I wanted the steering ratios to be as accurate as possible. A simple jig that clamped around the fork crown made that easy. It only takes a few seconds to change the RWS settings by repositioning the link's rod ends on different bracket holes. Careful bracket placement made wheel realignment unnecessary.
The initial plan for observing changes in lean angles was to use a common digital speedometer and an old JVC action camera aimed to the outside of the turn and bolted to a welded-on frame bracket - low risk of inconsistent results with a consistent and repeatable perspective. But then the idea of using a Speedangle Apex lap timer (With lean angle indicator, GPS speedometer, and data logger!) sounded like an even better idea. Experience ended up proving otherwise - the Speedangle unit gave very inaccurate readings with 2WS engaged - even worse at 66% than 50%. It is otherwise a very nice unit, but obviously not developed for unconventional motion analysis. So back we went to the first layout: Consistent speed (15 MPH) over a consistent radius (42 feet) gave the consistent results needed. I can't tell you the lean angle difference measurements, but those differences are obvious.
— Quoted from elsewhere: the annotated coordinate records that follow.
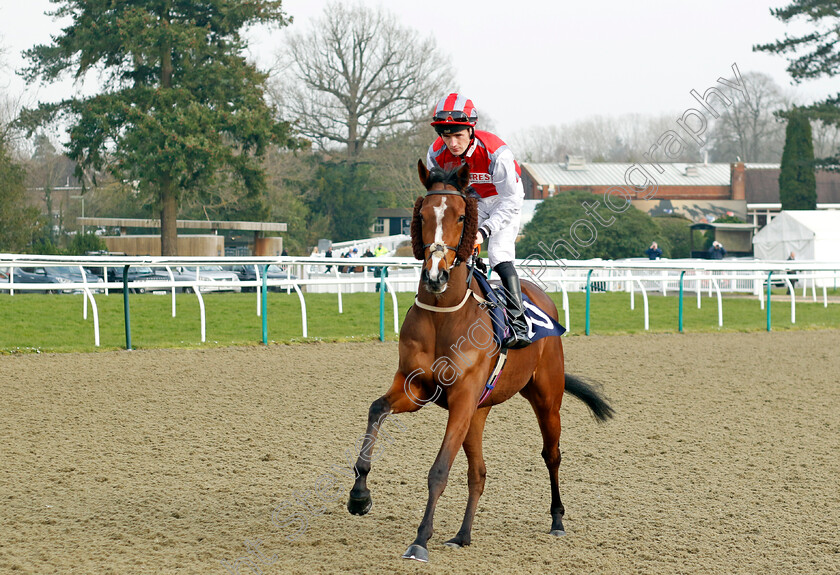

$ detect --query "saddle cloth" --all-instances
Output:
[473,270,566,345]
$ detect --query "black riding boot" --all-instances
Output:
[493,262,531,349]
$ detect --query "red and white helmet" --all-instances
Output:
[432,92,478,133]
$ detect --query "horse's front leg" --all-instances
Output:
[347,372,429,515]
[403,393,476,561]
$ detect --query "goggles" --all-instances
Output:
[434,110,470,122]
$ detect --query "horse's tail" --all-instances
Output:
[566,373,615,421]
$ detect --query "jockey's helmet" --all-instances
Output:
[432,92,478,135]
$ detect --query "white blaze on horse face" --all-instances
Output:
[429,196,446,281]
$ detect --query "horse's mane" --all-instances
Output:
[411,166,478,262]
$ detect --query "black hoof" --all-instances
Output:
[444,535,470,549]
[347,495,373,515]
[403,543,429,563]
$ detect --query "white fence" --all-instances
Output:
[0,254,840,346]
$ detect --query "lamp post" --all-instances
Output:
[70,196,85,235]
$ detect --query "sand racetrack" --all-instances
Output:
[0,331,840,575]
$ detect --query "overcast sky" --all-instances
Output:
[0,0,840,138]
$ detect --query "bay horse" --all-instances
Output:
[347,161,613,561]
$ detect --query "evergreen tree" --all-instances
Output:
[0,136,43,253]
[22,0,298,255]
[309,161,379,242]
[753,0,840,166]
[779,113,817,210]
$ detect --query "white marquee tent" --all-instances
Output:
[753,210,840,262]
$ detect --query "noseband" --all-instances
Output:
[423,190,467,270]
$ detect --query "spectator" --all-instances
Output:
[709,241,726,260]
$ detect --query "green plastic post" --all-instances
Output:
[260,265,268,345]
[123,266,131,349]
[379,267,385,341]
[586,270,592,335]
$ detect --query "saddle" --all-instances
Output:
[467,259,566,347]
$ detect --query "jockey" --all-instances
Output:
[426,94,531,349]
While this is obviously not an SAE level technical publication or doctorate level dissertation, the methods and results are clearly reproducible. There's enough information and breakthrough potential here to get really excited about it all if you can comprehend the possibilities. Meanwhile, it was very satisfying to roll something finished out of the shop, test something unproven with better than expected results, and actually ride.